Example api_client_permissions record (note that permission 1 & 2 have not yet been implemented):

api_client_id: 1
permission: 0 # 0 = data_management_plan_creation, 1 = funding_assertion 2 = contributor_assertion

Example provenances record:

name: 'dmphub' # Required - should be lowercase
description: 'Local account used for testing' # Optional

The DMPHub controls which users/systems can modify a DMP's record through the api_client_authorizations table. By default, the ApiClient that creates the DMP has full access to make modifications to that DMP.
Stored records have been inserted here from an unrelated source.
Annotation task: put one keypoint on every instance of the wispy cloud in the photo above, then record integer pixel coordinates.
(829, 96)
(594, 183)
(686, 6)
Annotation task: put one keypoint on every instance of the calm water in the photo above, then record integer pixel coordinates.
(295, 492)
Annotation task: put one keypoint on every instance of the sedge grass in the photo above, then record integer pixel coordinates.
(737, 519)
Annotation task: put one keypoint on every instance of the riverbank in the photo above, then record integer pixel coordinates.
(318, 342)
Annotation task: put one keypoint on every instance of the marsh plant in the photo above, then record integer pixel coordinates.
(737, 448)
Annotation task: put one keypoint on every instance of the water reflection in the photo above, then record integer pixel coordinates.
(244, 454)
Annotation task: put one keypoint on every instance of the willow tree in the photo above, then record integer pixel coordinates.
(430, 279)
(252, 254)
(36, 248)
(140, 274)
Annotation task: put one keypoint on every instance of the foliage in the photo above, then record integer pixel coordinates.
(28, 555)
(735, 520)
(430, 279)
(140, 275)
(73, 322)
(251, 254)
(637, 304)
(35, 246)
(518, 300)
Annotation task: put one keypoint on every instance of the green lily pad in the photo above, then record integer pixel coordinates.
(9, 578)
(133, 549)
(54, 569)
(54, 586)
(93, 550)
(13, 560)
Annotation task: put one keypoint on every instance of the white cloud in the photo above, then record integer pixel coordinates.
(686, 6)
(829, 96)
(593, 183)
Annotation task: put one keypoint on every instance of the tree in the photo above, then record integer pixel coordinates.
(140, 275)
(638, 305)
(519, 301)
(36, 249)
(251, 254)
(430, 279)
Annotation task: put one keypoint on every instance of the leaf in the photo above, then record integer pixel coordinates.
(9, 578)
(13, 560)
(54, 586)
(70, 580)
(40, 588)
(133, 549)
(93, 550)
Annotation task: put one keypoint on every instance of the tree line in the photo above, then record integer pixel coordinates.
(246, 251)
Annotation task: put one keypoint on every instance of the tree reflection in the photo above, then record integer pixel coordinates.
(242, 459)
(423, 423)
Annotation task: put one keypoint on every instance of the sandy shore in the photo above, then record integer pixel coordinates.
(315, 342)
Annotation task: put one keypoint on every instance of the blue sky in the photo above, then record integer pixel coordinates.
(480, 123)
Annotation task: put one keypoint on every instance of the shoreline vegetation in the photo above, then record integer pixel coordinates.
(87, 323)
See the API documentation on the Wiki for more details on API authentication and authorization.

Versioning

The DMPHub does not officially version a DMP's metadata. It relies on the original system that sent it the created the DMP to maintain proper versions and to notify the DMPHub when a new version is available.

A system can convey that it is sending a new version through the modified date on the incoming JSON record.

The DMPHub does however record all changes for simple debugging purposes. It stores these changes in the alterations table. An alteration record contains the type of object (e.g. DataManagementPlan, Affiliation, etc.), it's record id, and the change log. The change log is a hash of fields with 2 entries, the original value and the new value. For example:

alterable_id: 123
alterable_type: 'Contributor'
change_log: { "name": ["John Doe", "John Doe PhD"], "affiliation_id": [12, 98] }
provenance: 1

Funding

Original funding for the DMPHub was provided by an NSF EAGER grant for work surrounding machine-actionable DMPs (maDMPs)

Feedback

We welcome any and all feedback. Please use Github Issues to provide suggestions or to report a bug, and a PR if if you wish to contribute.

Get Involved

We welcome collaborators and anyone wishing to use or extend the code.

Requirements

• ruby 2.6.6

Installation

• Clone this repository
• Generate your credentials by running EDITOR=vi rails credentials:edit which will open the default credentials file. Copy the contents of that file and then run EDITOR=vi rails credentials:edit -e development and once again for 'production' and any other environments you want to support. Paste the default credentials into these new files and update the content accordingly. This will generate 2 files per environment and place them in config/credentials/. By default, the config/credentials/[environment].key files are ignored by github. You will need to make sure you store these keys in a secure place and then copy them into the directory when you deploy.
• Run bundle install
• Run yarn install
• Run bundle exec rake db:setup
• Run bundle exec rake initialize:all. This will generate the super user account (forthcoming) and an API client account for the DMPHub itself along with all of the default provenance records.
• Run rails s to start the application

Once the application is up and running you can do the following to ensure that the API is functional:

• run curl -v http://localhost:3000/api/v0/heartbeat. This should return a 200 response.
• run rails "api_tester:verify[http://localhost:3000,dmphub,1234567890,0987654321]". (This assumes you have not changed the client_id and client_secret for the default app). This will attempt to authenticate the 'dmphub' ApiClient and then fetch the list of DMPs which will be empty at this stage.

Once you have confirmed that the site is operational you can follow the API instructions in the Wiki to start adding DMPs.

You can use the code in lib/tasks/utils/api_tester.rake as an example for accessing the DMPHub's API.

Don't forget to change the client_id and client_secret for the default dmphub ApiClient!